Opportunity Costs & The Butterfly Effect
Opportunity cost is one of those fun concepts many people never think about. Unfortunately, it’s also one of the biggest things that unknowingly steals from us. But before we jump in, let’s define what it is.
“The loss of potential gain from other alternatives when one alternative is chosen.”
This is the dictionary definition of opportunity cost.
It can come in many forms, what you choose to do with your time, your money, and your attention. An easy example is that because you’re reading this post right now, you cannot simultaneously be climbing Mount Everest. You made a choice with your time to read this instead of doing something else. Was this the best use of your precious time? That’s what opportunity cost is.
Why I Love Opportunity Cost
I think opportunity cost is a great exercise in figuring out what you truly care about. A few months back, when we talked about value, you may remember that opportunity cost was one of the four components of my value equation. If your values are clear, then you already know what, where, when, and how you should be using your time, attention, and money.
I also think opportunity cost is closely tied to the idea of the butterfly effect. If you haven’t seen the 2004 movie The Butterfly Effect, it might be worth a watch.
The reason these two ideas feel connected is because one small decision can create massive ripple effects later in life. In the movie, small changes lead to drastically different outcomes. While we probably won’t experience what Ashton Kutcher does in the film, the reality remains: our choices today shape the life we live 5, 10, or 15 years from now.
I like to imagine it as a fork in the road with multiple paths. You can only pick one. Essentially, I’m trying to gather as much evidence as possible to choose the best path for me.
If you take the right “road” in this metaphor multiple times in a row, you’ll eventually end up in a place you never thought was possible. But only you know what the right decision is—because again, it all comes down to what you value.
A Real Example: Geckos vs. Bitcoin
On Black Friday 2022, I was sitting at home waiting to see what crested geckos would become available. Every year, I made large gecko purchases on this day to bring in new bloodlines and pick up geckos I could raise and resell the following year.
That year, I was only looking for one specific morph. I wanted to find it for $7,000 or less. But I had a decision to make: buy the gecko—or buy Bitcoin. At the time, Bitcoin was about $16,500.
I did end up finding the gecko I wanted, a juvenile male, 100% het axanthic lilly white crested gecko. If that sounds like gibberish, just know it was a rare and expensive morph.
Now I had a choice: buy the gecko for $6,300 or put that money into Bitcoin?
When I ran the numbers, the gecko looked like the better purchase at the time. A similar adult gecko had recently sold for $15,000. I figured I could raise him, breed him, sell the babies for a profit, and maybe even resell the adult down the line for a gain if I wanted to.

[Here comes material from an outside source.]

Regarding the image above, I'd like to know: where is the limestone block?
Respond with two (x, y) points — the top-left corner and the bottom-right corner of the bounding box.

This wasn’t a random gamble for me, I’d been doing this for years. Raising, breeding, and selling geckos was something I knew well.
The Outcome
So, did I make the right decision?
Hell no.
I bought the gecko in November 2022. What I didn’t account for was the flood of crested geckos from South Korean breeders in early 2023. The market crashed. Thankfully, I only had two high-value geckos at the time. Some people lost tens of thousands of dollars between 2023 and 2024.

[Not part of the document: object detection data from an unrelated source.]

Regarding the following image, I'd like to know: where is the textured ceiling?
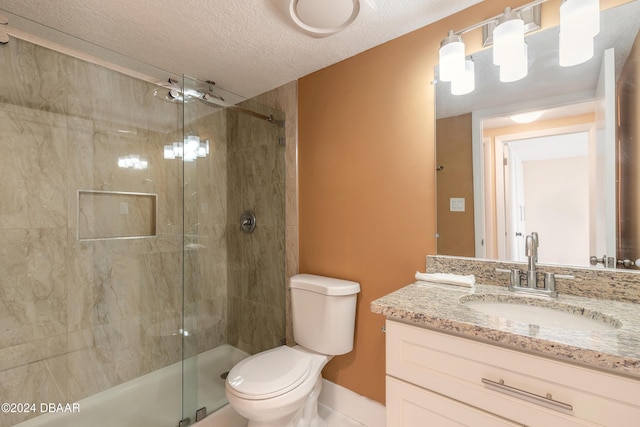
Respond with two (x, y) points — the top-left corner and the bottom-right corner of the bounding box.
(0, 0), (480, 97)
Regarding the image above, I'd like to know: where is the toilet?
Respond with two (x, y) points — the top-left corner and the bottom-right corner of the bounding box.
(226, 274), (360, 427)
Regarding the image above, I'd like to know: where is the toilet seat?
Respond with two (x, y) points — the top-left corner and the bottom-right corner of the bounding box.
(227, 346), (312, 400)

To make matters worse, my gecko—once he reached maturity—wasn’t even interested in breeding. No babies. No sales. No return on investment. This year at least.

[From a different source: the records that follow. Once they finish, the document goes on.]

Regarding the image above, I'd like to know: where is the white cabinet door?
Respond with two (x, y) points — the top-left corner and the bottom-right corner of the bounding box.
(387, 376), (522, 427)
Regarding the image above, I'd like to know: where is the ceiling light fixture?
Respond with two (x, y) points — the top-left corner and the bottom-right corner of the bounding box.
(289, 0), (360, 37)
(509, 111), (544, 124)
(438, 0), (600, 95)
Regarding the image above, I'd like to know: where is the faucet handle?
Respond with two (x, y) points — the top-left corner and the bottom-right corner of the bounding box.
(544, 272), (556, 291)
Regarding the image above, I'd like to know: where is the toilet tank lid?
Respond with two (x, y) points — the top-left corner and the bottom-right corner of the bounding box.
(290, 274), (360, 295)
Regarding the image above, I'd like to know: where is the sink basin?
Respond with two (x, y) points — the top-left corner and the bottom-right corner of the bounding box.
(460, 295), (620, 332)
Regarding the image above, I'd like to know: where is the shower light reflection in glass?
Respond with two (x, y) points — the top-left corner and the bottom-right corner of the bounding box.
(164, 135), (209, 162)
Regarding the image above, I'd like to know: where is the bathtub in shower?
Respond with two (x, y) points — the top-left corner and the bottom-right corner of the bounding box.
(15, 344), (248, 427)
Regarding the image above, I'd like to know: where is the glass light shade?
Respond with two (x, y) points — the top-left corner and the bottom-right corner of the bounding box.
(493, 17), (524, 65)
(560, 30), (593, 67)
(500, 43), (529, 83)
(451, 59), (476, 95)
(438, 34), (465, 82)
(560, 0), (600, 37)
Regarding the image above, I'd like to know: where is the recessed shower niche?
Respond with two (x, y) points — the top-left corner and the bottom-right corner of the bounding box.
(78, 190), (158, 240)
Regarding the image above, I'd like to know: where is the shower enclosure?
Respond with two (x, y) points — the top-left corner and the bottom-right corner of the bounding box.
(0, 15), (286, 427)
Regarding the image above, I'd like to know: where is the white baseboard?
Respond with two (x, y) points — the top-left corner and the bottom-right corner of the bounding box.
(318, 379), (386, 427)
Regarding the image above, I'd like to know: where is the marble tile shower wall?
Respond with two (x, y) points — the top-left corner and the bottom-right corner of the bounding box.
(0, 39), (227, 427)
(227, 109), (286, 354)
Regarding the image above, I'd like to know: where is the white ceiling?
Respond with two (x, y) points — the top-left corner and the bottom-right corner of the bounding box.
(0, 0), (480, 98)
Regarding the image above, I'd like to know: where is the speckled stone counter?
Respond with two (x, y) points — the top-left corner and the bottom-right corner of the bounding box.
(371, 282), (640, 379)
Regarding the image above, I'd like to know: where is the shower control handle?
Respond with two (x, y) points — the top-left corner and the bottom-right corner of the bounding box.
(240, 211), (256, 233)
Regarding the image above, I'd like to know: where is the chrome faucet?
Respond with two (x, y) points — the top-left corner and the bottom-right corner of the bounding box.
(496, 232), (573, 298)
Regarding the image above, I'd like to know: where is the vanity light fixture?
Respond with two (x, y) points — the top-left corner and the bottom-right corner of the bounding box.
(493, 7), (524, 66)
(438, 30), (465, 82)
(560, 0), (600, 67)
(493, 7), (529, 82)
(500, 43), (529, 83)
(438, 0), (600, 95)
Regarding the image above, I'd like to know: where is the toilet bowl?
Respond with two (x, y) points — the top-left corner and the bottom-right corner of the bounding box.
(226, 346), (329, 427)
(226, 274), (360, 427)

In 2024, when I finally shut down my gecko business and sold off everything, I ended up getting just $2,050 for that gecko. That’s over a $4,000 loss, not including all the time and effort it took to care for him.
Had I bought Bitcoin that same day and held it, I would’ve had $25,833 when I closed the business, and $41,496 as of the day I’m writing this post.
That’s opportunity cost in action. I chose wrong, and the difference was about $40,000.
Now combine that idea with the butterfly effect. What could that extra $40,000 have meant for my life today? A better car? Earlier FIRE? Maybe. Maybe not. But multiply decisions like this across hundreds of daily choices, and it’s wild how much they could ripple across your future.
Everyday Opportunity Costs
Opportunity cost doesn’t just apply to big things like gecko investments. It’s in the small, everyday stuff too.
Take your daily coffee. Maybe it’s $5. No big deal. But over time? That adds up. The real question is: What are you giving up in exchange for that coffee?
If coffee brings you joy and energy and helps you tackle your day, then maybe that $5 is exactly what you should be spending. That’s why knowing what you value is so important.
I apply the same thinking to cars—my favorite indulgence. The costs are much higher than coffee, but it’s something I truly enjoy. As long as I’m still achieving my financial goals, I don’t see it as wasteful. But if it starts to interfere with those goals? Then it becomes a problem.
Final Thoughts
Thinking critically about how you spend your money, time, and attention is one of the best ways to figure out what you really value. Over time, you’ll see clear patterns in what matters to you—because that’s where your resources go.
I try to remind myself daily that everything has a cost, whether in time, money, or attention. So I try to spend each of those three wisely. If you can do that, anything is possible.